Bunun karşılığında Bakan Şimşek’in tavrının değişmediğini ve faturayı vatandaşa kesmeye niyetli olduğunu Yalçın Karatepe’nin açıklamalarından anlıyoruz. Bu arada bir parantez açmak isterim.
Karatepe’nin yaptığı açıklamalara, tarzına ve ortaya koyduğu tavırla birlikte söylemlerine baktığımızda ciddi devlet temsilini ve Mülkiyeli ciddiyetini ne kadar özlediğimizi fark ettim. Bunu kamu idaresi adına önemli bir tespit olduğunu düşündüğüm için paylaşıyorum.
Bu parantez içi yorumu aktardıktan sonra, ortadaki garipliği de dile getirmek gerekiyor. Normal şartlar altında roller tersine dönmüş gözüküyor.
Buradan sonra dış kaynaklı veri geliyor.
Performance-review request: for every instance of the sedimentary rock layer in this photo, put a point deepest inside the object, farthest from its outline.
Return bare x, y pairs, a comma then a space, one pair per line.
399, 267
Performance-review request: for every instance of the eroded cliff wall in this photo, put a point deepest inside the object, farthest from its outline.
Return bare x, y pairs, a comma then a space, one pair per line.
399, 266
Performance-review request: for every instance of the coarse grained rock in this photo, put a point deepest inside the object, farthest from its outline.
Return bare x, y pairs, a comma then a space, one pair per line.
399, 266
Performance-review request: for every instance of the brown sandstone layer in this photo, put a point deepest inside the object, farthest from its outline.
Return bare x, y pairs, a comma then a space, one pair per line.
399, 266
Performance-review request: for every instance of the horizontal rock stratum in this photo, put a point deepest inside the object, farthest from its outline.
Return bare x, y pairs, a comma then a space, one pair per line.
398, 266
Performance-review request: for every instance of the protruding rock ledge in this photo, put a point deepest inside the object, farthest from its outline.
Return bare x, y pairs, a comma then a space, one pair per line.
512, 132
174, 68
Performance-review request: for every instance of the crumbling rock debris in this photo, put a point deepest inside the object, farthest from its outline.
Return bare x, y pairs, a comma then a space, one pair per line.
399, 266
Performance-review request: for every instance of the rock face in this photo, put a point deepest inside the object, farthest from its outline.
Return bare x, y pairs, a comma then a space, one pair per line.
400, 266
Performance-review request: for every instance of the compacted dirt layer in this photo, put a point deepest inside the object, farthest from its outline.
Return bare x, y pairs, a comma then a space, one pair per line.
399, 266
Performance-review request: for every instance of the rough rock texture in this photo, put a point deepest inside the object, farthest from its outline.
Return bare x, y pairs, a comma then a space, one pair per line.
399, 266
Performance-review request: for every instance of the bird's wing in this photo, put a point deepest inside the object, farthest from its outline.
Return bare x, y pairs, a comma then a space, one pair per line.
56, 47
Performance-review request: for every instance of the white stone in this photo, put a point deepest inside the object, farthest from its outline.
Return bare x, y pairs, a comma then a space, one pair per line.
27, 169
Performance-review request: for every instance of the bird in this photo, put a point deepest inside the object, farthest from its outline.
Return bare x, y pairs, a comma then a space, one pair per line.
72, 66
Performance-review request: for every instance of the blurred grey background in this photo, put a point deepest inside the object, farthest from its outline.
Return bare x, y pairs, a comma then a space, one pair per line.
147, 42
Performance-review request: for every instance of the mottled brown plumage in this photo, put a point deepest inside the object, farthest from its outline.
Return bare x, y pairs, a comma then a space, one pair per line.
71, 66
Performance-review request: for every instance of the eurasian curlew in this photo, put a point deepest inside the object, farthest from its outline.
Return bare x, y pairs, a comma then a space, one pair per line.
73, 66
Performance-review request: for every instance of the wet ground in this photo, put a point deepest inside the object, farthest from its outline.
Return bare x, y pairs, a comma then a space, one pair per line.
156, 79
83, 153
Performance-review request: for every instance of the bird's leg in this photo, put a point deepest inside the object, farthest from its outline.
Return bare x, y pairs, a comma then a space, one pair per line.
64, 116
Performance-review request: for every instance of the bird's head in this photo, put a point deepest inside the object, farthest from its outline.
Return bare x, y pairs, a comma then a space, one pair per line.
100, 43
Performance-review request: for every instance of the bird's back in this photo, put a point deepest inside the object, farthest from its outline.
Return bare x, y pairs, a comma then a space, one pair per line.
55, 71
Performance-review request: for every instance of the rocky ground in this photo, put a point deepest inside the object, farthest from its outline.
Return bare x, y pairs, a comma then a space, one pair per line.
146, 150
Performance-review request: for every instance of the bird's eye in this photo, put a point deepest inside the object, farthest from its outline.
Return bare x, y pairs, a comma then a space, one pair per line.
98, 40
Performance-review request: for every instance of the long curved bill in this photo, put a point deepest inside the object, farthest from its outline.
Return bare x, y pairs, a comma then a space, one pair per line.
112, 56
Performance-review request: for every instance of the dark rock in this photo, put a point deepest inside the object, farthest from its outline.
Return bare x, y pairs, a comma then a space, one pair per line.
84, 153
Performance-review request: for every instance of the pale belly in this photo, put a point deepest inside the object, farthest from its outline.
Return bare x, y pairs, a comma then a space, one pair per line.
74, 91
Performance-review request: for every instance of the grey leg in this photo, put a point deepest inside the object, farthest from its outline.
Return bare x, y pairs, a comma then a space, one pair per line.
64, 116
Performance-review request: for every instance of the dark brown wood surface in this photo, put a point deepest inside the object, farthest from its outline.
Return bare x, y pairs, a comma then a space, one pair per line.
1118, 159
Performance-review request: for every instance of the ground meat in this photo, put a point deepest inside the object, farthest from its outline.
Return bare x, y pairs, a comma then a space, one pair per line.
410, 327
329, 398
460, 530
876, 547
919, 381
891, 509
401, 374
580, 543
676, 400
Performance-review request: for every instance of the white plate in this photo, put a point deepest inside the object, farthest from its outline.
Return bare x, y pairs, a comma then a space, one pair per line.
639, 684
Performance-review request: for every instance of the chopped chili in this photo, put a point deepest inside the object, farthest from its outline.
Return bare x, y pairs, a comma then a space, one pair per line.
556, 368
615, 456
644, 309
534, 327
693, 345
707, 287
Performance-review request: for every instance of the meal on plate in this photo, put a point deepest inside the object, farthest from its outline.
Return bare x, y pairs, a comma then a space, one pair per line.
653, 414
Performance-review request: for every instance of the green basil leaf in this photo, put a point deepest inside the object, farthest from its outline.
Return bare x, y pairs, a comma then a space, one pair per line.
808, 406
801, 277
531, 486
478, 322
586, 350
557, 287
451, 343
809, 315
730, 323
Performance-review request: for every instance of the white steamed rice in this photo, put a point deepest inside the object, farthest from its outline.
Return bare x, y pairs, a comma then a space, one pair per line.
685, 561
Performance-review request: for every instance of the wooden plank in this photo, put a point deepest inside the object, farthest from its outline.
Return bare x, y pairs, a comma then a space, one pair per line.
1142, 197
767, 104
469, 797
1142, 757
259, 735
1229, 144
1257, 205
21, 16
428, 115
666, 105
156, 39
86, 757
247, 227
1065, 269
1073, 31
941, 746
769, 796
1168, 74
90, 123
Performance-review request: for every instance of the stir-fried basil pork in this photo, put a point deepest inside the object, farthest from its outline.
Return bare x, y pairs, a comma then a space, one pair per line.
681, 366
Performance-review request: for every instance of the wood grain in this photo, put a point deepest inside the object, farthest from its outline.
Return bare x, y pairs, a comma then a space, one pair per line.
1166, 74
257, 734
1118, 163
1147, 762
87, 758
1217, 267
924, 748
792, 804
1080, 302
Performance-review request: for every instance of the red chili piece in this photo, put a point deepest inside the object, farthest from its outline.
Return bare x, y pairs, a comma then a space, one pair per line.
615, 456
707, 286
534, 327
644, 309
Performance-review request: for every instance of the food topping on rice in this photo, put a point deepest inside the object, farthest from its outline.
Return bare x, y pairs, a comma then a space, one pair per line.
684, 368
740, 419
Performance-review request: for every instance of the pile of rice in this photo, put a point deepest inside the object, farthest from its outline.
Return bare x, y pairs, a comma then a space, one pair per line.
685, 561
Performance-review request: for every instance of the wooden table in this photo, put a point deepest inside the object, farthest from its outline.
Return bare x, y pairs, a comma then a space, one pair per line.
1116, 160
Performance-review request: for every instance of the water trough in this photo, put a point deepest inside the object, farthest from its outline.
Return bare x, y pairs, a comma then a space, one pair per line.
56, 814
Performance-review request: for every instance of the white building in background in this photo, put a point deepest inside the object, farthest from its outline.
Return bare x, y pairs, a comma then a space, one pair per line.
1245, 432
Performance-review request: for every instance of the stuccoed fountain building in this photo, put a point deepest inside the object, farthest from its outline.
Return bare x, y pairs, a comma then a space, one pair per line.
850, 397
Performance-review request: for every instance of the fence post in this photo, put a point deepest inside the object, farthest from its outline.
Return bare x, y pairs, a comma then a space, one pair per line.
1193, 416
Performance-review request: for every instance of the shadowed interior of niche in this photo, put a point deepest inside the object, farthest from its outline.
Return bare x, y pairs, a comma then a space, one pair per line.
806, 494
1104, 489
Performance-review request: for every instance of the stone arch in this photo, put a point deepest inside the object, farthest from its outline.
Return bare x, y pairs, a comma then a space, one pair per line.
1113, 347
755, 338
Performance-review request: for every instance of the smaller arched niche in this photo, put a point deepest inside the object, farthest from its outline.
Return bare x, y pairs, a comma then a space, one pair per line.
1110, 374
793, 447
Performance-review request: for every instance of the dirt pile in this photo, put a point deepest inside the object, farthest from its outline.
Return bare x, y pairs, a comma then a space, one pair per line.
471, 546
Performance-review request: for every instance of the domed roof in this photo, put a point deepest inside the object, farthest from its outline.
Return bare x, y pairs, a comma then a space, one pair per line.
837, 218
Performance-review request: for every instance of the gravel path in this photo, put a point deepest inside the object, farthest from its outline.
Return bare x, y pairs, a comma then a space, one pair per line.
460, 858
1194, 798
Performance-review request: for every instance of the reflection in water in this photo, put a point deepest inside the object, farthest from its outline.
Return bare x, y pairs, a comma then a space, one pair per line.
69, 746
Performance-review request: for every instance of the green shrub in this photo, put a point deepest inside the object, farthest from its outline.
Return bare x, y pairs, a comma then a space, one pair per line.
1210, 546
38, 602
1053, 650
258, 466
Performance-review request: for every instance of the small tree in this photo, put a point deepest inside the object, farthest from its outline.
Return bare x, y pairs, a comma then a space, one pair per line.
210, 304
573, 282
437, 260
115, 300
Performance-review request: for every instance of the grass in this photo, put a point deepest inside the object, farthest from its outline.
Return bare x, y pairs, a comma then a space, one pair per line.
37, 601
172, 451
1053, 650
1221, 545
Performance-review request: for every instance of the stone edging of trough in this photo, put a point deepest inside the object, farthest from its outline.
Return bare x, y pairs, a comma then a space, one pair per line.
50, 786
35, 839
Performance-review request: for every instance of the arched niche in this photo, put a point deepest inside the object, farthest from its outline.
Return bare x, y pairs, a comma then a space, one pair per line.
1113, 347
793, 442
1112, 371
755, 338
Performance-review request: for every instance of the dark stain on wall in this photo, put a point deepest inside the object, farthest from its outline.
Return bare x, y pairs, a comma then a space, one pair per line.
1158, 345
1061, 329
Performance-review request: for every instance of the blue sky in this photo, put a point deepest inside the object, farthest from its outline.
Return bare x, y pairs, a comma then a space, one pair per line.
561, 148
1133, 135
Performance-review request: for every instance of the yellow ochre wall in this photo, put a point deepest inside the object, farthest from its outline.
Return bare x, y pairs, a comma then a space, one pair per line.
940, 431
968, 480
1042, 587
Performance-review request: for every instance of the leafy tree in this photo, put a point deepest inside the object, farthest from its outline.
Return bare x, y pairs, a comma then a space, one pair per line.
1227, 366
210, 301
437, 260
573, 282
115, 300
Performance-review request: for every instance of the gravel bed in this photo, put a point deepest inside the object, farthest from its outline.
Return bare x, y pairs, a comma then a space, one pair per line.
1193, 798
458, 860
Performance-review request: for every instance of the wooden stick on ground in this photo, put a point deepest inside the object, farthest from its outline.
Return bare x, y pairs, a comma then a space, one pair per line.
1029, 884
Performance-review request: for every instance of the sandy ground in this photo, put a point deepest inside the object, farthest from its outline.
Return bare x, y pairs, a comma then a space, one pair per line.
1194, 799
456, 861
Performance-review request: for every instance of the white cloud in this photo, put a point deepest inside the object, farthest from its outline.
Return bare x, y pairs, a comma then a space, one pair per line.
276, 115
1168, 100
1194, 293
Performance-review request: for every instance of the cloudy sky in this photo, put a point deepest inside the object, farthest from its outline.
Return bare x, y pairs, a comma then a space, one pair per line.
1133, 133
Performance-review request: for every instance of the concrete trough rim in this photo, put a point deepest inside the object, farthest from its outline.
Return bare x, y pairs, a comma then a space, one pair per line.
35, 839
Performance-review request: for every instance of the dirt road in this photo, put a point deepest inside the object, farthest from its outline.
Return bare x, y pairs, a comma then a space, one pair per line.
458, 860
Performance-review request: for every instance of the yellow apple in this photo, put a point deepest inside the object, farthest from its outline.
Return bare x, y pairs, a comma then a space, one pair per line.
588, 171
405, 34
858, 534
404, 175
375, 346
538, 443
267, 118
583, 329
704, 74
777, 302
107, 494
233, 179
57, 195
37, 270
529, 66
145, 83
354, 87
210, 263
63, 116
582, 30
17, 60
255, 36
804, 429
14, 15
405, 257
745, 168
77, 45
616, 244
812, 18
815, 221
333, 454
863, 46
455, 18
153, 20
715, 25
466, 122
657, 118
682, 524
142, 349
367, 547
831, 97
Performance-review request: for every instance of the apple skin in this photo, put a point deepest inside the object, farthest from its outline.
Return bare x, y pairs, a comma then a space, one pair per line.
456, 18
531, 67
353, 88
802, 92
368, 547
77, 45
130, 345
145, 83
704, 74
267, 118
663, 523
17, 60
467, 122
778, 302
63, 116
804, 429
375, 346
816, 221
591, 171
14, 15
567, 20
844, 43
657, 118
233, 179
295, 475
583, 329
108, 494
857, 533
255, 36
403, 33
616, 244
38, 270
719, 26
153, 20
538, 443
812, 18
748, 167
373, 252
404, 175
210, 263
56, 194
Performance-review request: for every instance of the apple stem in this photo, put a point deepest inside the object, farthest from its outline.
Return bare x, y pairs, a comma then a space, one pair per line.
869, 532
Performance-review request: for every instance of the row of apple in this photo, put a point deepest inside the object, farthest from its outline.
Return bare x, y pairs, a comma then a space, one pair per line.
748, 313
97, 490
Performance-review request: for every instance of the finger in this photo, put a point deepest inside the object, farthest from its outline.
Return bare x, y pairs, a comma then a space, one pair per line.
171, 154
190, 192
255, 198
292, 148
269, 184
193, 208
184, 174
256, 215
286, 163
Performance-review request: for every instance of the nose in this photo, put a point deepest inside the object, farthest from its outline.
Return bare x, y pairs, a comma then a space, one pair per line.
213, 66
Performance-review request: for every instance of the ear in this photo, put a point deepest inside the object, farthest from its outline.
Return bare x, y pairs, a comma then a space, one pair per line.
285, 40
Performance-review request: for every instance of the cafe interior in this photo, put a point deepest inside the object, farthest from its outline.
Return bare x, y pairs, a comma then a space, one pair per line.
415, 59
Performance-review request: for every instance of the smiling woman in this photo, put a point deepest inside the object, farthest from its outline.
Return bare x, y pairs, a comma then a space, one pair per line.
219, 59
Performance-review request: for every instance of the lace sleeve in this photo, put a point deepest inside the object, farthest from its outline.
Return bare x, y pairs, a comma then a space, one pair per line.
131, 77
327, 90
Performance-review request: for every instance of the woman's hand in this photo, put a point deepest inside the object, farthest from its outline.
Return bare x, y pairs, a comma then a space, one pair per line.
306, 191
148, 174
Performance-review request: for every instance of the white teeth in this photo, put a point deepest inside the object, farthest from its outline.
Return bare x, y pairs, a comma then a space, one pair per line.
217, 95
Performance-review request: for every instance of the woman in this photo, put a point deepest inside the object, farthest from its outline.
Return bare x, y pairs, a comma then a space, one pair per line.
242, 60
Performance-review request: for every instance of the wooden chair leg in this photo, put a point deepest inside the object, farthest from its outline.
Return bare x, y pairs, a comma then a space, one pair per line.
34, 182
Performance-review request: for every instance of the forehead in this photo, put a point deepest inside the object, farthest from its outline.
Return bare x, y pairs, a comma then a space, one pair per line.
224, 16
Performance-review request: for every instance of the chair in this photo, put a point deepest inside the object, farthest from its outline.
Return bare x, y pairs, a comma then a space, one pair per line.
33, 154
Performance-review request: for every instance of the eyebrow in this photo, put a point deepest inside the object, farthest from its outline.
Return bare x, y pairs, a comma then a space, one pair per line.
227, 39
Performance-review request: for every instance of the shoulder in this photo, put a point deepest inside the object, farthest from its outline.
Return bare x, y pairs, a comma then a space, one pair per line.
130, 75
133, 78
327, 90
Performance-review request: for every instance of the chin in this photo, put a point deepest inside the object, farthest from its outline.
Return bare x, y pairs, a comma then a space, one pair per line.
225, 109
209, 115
Ana muhalefet partisinin yetkilisi gidip, Şimşek’e halkın durumunu ve neler yapılması gerektiğini anlatıyor.
Sakıncası var mı? Hayır… Fakat asıl olanın, bu kadar eleştirilen ve yanlışlar yaptığı söylenen, hatta iç kamuoyunu ikna etme kaygısı olan bir Bakan’ın izahat vermesi gereği değil midir? Erdoğan – Özel görüşmesinde, neden Mehmet Şimşek adreslendirilmiştir?
Yapılan hatalı uygulamalar konusunda, sokakta yaşanan büyük fakirleşme dile getirildiğinde ve ekonomi politikalarının hatalı tercihleri ortaya konulduğunda Bakan ile görüşülebileceği söylendi.
Ne için görüşülecek? Bu görüşmedeki çekincelere karşı, yürütücü Bakan’ın uygulanan politikaları açıklaması, gerekçelerini ortaya koyması ve hedeflere nasıl ulaşacağına dair bilgi vermesi için.
Aksi takdirde aynı kaygıları gidip bir de Mehmet Şimşek’e anlattıktan sonra, Erdoğan’ın Şimşek’i görevlendirmesinin ne anlamı kaldı? Bu sefer de işin uzmanı, Bakan Şimşek’e Özel’in Erdoğan’a söylediklerini gerekçelendirerek anlattı o kadar.
Şimşek ise anlaşılan o ki, sadece dinlemekle ve tavırlarının doğru olduğunu söylemekle yetinmiş. Bu tavır sadece ekonomi yönetiminin vatandaşın gündeminden ne kadar koptuğunu değil, aynı zamanda dinlemeye de, duymaya da niyetli olmadığını gösteriyor.
Anlaşılan o ki Şimşek nezdinde ekonomi yönetimi bildiğini okumaya ve yaptığı hataların söylenmesine kulak tıkamaya devam edecek. Temenniler manzumesini ekonomi programı diye anlatan, satın alma gücünü tamamen yitirmiş insanlarla bütçe açığı kapatmaya çalışan ve buna karşılık gelirlerinde iyileştirmeyi aklından bile geçirmeyen bir Bakan fotoğrafı var.
Tüm bunlar da bize gösteriyor ki, bu tavırda ısrarcı olunursa, zorlaşan hayat şartları ya Mehmet Şimşek’i görevinden eder ya da yılın sonuna doğru ısrar edilerek bu şartlarda yaşaması istenen kamuoyu erken seçimi dillendirmeye başlar.
Neresinden bakarsanız bakın, rollerin karıştığı, sorunların yok sayıldığı ve zor bir dönemi işaret eden sürecin kapısını araladık demektir.